Ante la cerrazón de los gobiernos europeos, el único auxilio para los migrantes en el Mediterráneo lo brindan las ONG con sus embarcaciones

Un espacio cerrado

   Permanecer en un espacio cerrado como un barco es también una situación compleja y singular, por lo que la prevención evita que el equipo se derrumbe a bordo, explica Rajablat. “A bordo es un mundo cerrado donde solo se ven horrores”, afirma. Porque los migrantes suelen ser personas traumatizadas,  angustiadas, que han huido de su país, que han padecido violencia, miseria y sufrido la guerra y vivido en condiciones peligrosas. 

 

Las condiciones de las madres migrantes también suelen ser muy dramáticas. En el “Aquarius” hubo media docena de partos.

 

  “Esto un mundo aparte, gira alrededor de la desgracia, también tiene algo de surrealista. El regreso a tierra causa también extrañeza, algo que puede ser igualmente traumático”, reconoce Marie Lépine. “Es realmente difícil volver a la vida normal y pensar que todo está bien”, admite por su parte Alessandro Porro, de 39 años, que lleva cuatro misiones con el “Aquarius”.

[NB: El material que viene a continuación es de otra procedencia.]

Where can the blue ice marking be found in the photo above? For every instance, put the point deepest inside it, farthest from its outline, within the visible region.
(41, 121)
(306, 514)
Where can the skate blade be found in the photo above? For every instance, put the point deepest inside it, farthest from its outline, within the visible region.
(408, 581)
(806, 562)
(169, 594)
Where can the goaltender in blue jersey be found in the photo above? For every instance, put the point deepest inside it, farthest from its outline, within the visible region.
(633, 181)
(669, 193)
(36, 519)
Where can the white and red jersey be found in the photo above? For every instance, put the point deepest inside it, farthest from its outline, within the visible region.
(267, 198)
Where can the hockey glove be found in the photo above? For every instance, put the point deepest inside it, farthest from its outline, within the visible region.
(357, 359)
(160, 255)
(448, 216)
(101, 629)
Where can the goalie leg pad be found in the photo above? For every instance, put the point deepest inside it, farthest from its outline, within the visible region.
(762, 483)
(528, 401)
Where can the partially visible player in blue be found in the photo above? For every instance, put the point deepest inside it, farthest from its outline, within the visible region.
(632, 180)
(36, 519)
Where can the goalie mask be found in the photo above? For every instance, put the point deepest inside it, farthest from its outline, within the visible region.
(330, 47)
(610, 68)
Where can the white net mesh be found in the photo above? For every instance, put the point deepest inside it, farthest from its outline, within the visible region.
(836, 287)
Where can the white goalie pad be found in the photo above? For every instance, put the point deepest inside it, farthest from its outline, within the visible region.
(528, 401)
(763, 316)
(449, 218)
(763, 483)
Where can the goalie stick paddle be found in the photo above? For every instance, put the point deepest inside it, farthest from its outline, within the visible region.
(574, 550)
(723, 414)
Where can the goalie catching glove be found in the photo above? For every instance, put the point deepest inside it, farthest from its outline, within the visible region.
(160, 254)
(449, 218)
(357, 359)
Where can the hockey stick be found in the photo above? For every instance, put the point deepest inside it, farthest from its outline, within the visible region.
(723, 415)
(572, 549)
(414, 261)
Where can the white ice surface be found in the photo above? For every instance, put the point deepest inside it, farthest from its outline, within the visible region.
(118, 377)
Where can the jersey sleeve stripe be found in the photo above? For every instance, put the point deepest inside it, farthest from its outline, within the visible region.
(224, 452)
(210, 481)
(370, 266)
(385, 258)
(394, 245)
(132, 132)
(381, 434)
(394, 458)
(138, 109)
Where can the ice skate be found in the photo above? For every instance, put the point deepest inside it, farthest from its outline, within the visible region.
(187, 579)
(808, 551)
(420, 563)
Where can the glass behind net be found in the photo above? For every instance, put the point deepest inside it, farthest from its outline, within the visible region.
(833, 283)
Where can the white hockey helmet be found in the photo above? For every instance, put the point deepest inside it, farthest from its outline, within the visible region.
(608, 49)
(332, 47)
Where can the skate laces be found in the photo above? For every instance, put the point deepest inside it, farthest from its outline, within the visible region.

  “La gente se ahoga en el mar. Es como asistir a un avión que se estrella, que se hunde. Eso no es normal y por ello la ayuda psicológica es algo bueno para nosotros”, recalca. Entre los rescatistas, los perfiles son variados: marinos  mercantes, exmilitares, paramédicos, enfermeras...  

 

La mayoría de los rescatistas de SOS Mediterrané vuelven una y otra vez a colaborar en las misiones. Unos pocos han tirado la toalla. “No estaban preparados para esto”, confiesa uno de los marineros.

 

  “Los que más ayudan al grupo son los militares”, según Marie Ablatir. Los ejércitos occidentales modernos saben mucho de prevención y logran detectar los síntomas postraumáticos en sus filas. Pero sobre todo “ayudan al grupo a mantenerse siempre enfocado en su objetivo: salvar personas”, añade.